Adam Que was born August 19, 1988 and is a writer from New Jersey. He has competed as an amateur mixed martial artist. After he stopped competing and working to be a professional fighter, Adam started to share his writing. He has appeared in The New Engagement, Straylight Literary Magazine, Here Comes Everyone, The Write Launch, The Machinery, Slink Chunk Press, and Rigorous.
She felt silky wings whisk past her neck—
The humid-heaviness blanket her torso.
She felt the lemon-twisted freshness from air-conditioned stores with
The uneasiness like a rhino’s body pressed against her kneecaps.
She found the boutique that her best friend who was more like a sister
Told her about;
The boutique seized
It smelled and followed her—
She saw the aliceblue dress
A temple of puzzled, sawtooth hearts lumped in her throat
Her tattoos caterpillar’d atop her sifting skin.
The stain was gone but she could still see the pea soup flesh into the dress
The buttons that refracted the sun’s gaze into a million halos
still dangled like the leaves of a weeping willow tree
It was her mother’s.
It was like her mother was there the air taking the shape of her frame
She could hear her mother’s whistle
The way she slapped at her thighs when she had no more patience
How argument was their way into apologies and “sorrys”.
She was asked if she was okay
She said I’m alright
She was told and taught by many to play those finite games
But she never wanted just to win or lose—
Her mother told her:
“Baby, you can play forever if you keep adapting the rules.”
Passing Forth: his great grandfather and him
We are dug from earth, milked from earth,
Earth clung to our bodies like a child on a parent’s leg.
My great-grandfather would tell me how the barabara
Made him feel like the earth was so close—
How simple that may be,
But how far it seems we are from it now.
He felt the whale bone shrug destiny onto his shoulders and,
The puffin feathers carry his fastened determination
That rode along the Bearing Sea.
He could smell and hear the crackle of seal blubber,
Feel the grass mats prickle his toes and
The salmonberries unravel across the inside of his gums.
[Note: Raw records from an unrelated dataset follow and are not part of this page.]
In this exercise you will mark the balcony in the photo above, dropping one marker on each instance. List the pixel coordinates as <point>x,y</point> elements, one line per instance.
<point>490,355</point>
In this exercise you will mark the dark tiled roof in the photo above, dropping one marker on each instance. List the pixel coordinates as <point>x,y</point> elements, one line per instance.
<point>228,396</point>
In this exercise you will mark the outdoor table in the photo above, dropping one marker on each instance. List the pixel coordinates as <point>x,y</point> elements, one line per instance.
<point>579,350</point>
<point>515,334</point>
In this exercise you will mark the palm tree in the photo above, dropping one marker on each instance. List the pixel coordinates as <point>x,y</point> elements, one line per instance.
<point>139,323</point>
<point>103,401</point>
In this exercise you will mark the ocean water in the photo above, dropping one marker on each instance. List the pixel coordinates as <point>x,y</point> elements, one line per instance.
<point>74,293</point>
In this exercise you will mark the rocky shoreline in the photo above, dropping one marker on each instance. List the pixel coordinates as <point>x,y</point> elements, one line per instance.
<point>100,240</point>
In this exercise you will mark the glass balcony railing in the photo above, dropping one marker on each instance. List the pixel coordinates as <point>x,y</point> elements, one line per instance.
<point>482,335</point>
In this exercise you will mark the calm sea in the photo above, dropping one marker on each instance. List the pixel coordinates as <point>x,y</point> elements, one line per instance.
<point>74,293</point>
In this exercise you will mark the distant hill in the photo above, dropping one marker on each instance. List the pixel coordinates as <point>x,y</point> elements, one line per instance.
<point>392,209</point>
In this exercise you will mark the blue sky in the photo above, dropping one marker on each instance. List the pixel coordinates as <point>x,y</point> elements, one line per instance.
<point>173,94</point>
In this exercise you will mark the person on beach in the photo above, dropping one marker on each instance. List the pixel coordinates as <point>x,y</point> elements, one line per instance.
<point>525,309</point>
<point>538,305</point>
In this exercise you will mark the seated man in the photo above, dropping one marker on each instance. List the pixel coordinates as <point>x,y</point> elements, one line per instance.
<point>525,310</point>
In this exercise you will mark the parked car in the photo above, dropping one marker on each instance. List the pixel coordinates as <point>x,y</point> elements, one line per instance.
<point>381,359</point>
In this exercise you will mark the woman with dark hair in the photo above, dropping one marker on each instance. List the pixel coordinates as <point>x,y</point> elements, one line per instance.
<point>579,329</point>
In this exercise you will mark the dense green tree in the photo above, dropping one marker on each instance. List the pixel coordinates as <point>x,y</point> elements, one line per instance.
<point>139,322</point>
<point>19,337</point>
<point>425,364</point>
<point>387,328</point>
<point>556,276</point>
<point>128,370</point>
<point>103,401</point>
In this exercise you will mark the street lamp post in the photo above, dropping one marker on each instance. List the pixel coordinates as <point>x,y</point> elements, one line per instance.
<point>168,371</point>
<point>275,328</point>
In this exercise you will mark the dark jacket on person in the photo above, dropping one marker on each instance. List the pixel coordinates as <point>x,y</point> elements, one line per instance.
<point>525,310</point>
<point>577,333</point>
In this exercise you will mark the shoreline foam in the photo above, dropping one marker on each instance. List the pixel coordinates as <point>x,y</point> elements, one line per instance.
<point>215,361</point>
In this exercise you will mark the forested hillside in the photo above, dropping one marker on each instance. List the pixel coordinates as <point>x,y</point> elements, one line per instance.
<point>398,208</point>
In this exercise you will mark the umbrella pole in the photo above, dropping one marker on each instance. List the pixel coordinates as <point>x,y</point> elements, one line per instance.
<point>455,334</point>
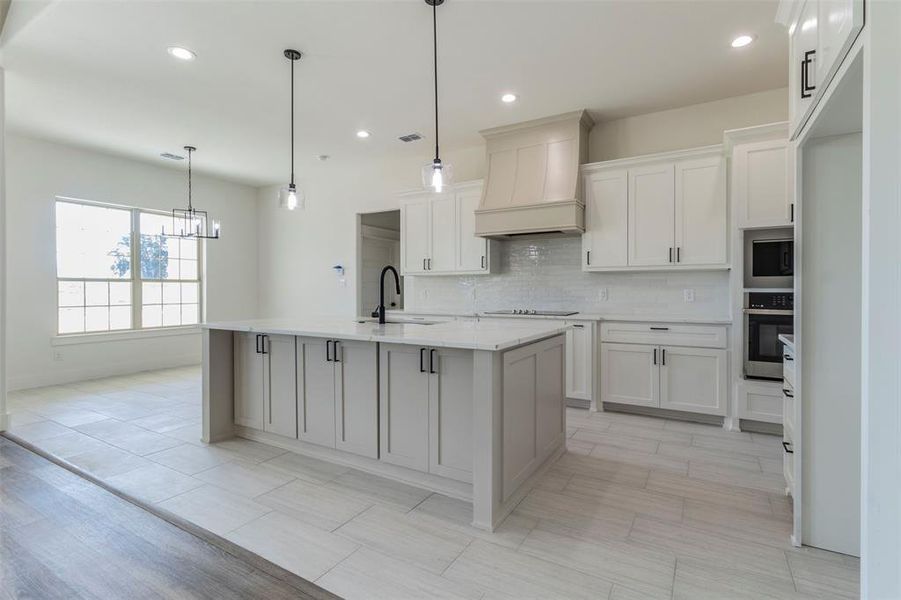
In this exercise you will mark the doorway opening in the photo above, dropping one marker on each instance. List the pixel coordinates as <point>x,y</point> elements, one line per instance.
<point>378,245</point>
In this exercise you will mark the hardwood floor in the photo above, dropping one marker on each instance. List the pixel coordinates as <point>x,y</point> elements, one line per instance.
<point>63,537</point>
<point>638,507</point>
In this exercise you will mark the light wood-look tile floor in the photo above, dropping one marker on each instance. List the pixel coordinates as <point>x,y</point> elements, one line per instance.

My great grandfather told me how he found himself
In the clutches of a polar bear spirit.
It told him: people are not places to inhabit
And places are there for a peace we must sharpen with a health
That ripples from the brain and settles in the pits of the center.
It told him, love and hate is on the same plane,
That searching doesn’t mean being adrift
And doing what you want for you doesn’t always mean finding.
My great grandfather then stood up,
Shuffled outside, and watered the Lilies.